Outputs: change-result artifact and persisted change logs for auditing.

Phase: Validation — verify changes persisted and produce verification report

Goal: Confirm DeleteOnTermination==true persisted for updated mappings, detect mismatches, and provide remediation guidance.
Key actions:
- Load change-result artifact and drive verification checks for reported updated, skipped, and failed mappings.
- Re-read instance block-device mappings and confirm DeleteOnTermination==true for each updated mapping; capture verification API request IDs and timestamps.
- For skipped/failed mappings re-check current state and record exact reasons with API evidence.
- When intended settings did not persist, produce a field-level diff between intended and actual state, capture any API errors and recommended remediation (reapply, stop-and-retry, update launch template, escalate).
- Verify that any launch-template or attribute updates intended to affect future instances were applied; include diffs and API evidence if mismatched.
- Compare pre-change inventory to post-change inventory to surface any unintended changes and flag unexpected differences with evidence.
- Produce and persist a consolidated, machine-readable verification report with per-mapping pass/fail status, API metadata, remediation steps, and summary totals (verified, skipped, failed).
- Link verification report to the approval and change-result artifacts for a complete audit trail and mark workflow state as completed or requires manual remediation based on outcomes.

Outputs: verification report, linked audit artifacts, and clear next steps for any remaining remediation.

Artifacts produced and tracked throughout:

Inventory artifact (authoritative instance + mapping data with API evidence)
Approval artifact (approved mappings, constraints, scheduling, approver identity)
Change-result artifact (per-mapping outcomes and raw API responses)
Change logs (per-update audit entries)
Verification report (post-change validation, diffs, remediation)

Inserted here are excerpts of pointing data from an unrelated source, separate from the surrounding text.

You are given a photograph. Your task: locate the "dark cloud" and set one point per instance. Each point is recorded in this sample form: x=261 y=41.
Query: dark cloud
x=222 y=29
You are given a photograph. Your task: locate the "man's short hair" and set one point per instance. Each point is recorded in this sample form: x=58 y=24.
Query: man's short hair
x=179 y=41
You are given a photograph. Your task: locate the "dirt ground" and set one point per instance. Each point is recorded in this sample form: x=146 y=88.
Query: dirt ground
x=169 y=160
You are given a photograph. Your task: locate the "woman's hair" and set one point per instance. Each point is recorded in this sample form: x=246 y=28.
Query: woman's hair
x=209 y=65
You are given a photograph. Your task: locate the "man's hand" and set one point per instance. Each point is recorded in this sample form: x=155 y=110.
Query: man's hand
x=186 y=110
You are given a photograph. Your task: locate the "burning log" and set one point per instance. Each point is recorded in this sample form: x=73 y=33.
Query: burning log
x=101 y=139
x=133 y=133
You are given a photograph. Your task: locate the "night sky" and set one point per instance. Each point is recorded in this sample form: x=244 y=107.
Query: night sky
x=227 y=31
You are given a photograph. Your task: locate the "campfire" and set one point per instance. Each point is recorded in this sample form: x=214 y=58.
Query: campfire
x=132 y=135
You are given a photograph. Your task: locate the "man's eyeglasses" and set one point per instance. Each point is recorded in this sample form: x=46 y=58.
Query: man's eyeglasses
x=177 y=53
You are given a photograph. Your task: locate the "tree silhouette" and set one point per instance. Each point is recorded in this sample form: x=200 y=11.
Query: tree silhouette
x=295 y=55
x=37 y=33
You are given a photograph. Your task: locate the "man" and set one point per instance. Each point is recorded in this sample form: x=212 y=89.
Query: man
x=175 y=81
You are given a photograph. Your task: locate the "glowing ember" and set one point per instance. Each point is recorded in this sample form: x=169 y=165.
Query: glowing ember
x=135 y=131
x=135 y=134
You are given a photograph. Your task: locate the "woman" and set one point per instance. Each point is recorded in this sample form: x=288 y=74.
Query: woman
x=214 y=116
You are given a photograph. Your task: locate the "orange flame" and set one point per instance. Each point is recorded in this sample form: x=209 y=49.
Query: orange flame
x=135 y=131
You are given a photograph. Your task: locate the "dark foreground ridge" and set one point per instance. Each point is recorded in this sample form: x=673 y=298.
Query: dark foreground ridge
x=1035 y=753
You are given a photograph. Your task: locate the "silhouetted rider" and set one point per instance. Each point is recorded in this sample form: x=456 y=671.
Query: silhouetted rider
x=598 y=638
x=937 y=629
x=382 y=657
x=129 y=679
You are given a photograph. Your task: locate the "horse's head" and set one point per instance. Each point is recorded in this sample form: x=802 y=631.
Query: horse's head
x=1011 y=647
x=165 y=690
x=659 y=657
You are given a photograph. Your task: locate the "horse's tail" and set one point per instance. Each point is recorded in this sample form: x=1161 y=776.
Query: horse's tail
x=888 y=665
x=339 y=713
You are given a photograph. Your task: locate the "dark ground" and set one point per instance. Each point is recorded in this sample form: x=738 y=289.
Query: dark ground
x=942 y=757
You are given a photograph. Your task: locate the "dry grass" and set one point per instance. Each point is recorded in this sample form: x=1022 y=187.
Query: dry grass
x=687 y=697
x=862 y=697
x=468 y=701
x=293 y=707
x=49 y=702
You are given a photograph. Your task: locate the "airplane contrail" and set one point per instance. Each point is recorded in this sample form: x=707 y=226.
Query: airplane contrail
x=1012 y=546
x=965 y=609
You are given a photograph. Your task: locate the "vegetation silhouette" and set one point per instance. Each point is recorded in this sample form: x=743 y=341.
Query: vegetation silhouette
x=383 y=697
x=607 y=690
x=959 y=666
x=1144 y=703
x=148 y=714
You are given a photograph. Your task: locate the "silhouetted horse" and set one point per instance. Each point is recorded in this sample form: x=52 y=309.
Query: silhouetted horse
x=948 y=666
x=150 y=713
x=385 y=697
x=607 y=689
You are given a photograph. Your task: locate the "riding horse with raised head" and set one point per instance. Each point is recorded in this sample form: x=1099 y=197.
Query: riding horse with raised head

Risk controls and safety features summarized:

Root vs data volume risk flags and per-item allow-root-change gates
Protective-tag exclusions and owner acknowledgement workflows
Live pre-change verification and optional instance stop/start sequencing
Scheduling windows, concurrency throttles, and error-handling policies
Full capture of API request IDs, timestamps and raw responses for auditability
Conditional approvals and gated execution until conditions are satisfied

Next steps for an operator:

Review the inventory and approve mappings with the required constraints and scheduling preferences.
Confirm notification, rollback, and stop/start policies.
Execute or schedule the configuration phase and monitor the produced artifacts.
Review the verification report and perform any required manual remediation.